Unfortunately, the homeless committees that will provide solutions (and two SLC expansion sites next month) seem to be ignoring the most important issue, neighborhood safety first! If the drug dealers are not going to be kept locked up, no neighborhood will accept homeless expansion facilities. It also seems obvious that the quickest way to decrease crime and related problems in the Rio Grande area is to lock up the real criminal element and drug dealers for more than a few hours. That would require providing more beds in the Salt Lake County Jail. The cost to continually arrest drug dealers and take them to jail for a few hours is many times more than the cost to keep them in jail for an extended period of time.
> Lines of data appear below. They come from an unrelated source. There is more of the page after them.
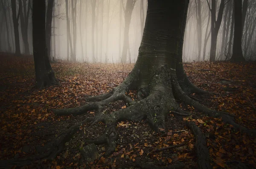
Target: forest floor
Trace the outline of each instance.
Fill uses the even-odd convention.
[[[6,57],[6,56],[3,56]],[[31,58],[0,59],[0,160],[19,159],[42,153],[61,132],[93,117],[95,112],[76,117],[60,117],[47,111],[71,108],[87,103],[85,98],[111,91],[122,82],[134,64],[54,63],[52,67],[60,85],[42,90],[35,88],[34,63]],[[212,109],[237,116],[236,122],[249,129],[256,126],[256,63],[227,62],[184,64],[191,81],[214,95],[190,96]],[[135,91],[127,94],[136,100]],[[85,139],[101,135],[105,125],[81,125],[65,144],[64,150],[52,161],[38,160],[24,169],[139,169],[147,165],[163,167],[181,162],[185,168],[197,169],[195,140],[186,122],[195,122],[206,137],[214,169],[256,168],[256,139],[249,137],[221,119],[204,117],[193,107],[180,104],[193,115],[182,118],[170,114],[168,131],[155,133],[144,121],[123,121],[116,129],[119,138],[116,151],[104,155],[105,145],[97,145],[94,161],[83,158]],[[104,111],[111,113],[125,109],[122,101],[110,104]],[[160,149],[176,145],[176,147]],[[12,168],[20,168],[13,166]],[[0,168],[1,165],[0,164]]]

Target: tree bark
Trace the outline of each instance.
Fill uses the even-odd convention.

Salt Lake County jail has about 2200 beds and the County spends over $76 million to operate the jail (plus support services).
Although many say that we can't arrest our way out of this problem, drug dealers should be in jail! Drug addicts should get drug abuse treatment but the success rates are abysmal, if the treatment is even available. Without healthcare expansion, drug addicts will continue to create a problem for society. Salt Lake City intends to spend more than $5 million on the Rio Grande Depot district in the next few years. But without getting the criminal element out of the area, it seems to be a misguided and wasteful plan. Many agree that the homeless that have not been convicted of any crime or not considered a risk to the community should not be in jail. But when the homeless sell drugs, or steal or shoplift regularly, they should be in jail! These are not victimless crimes!
Everyone involved in the homeless solutions discussion should agree that neighborhood safety should be the number one priority. Until that is acknowledged, and the jails are expanded to hold the criminal element, homeless solutions will not be successful.
George Chapman is a former candidate for mayor of Salt Lake City.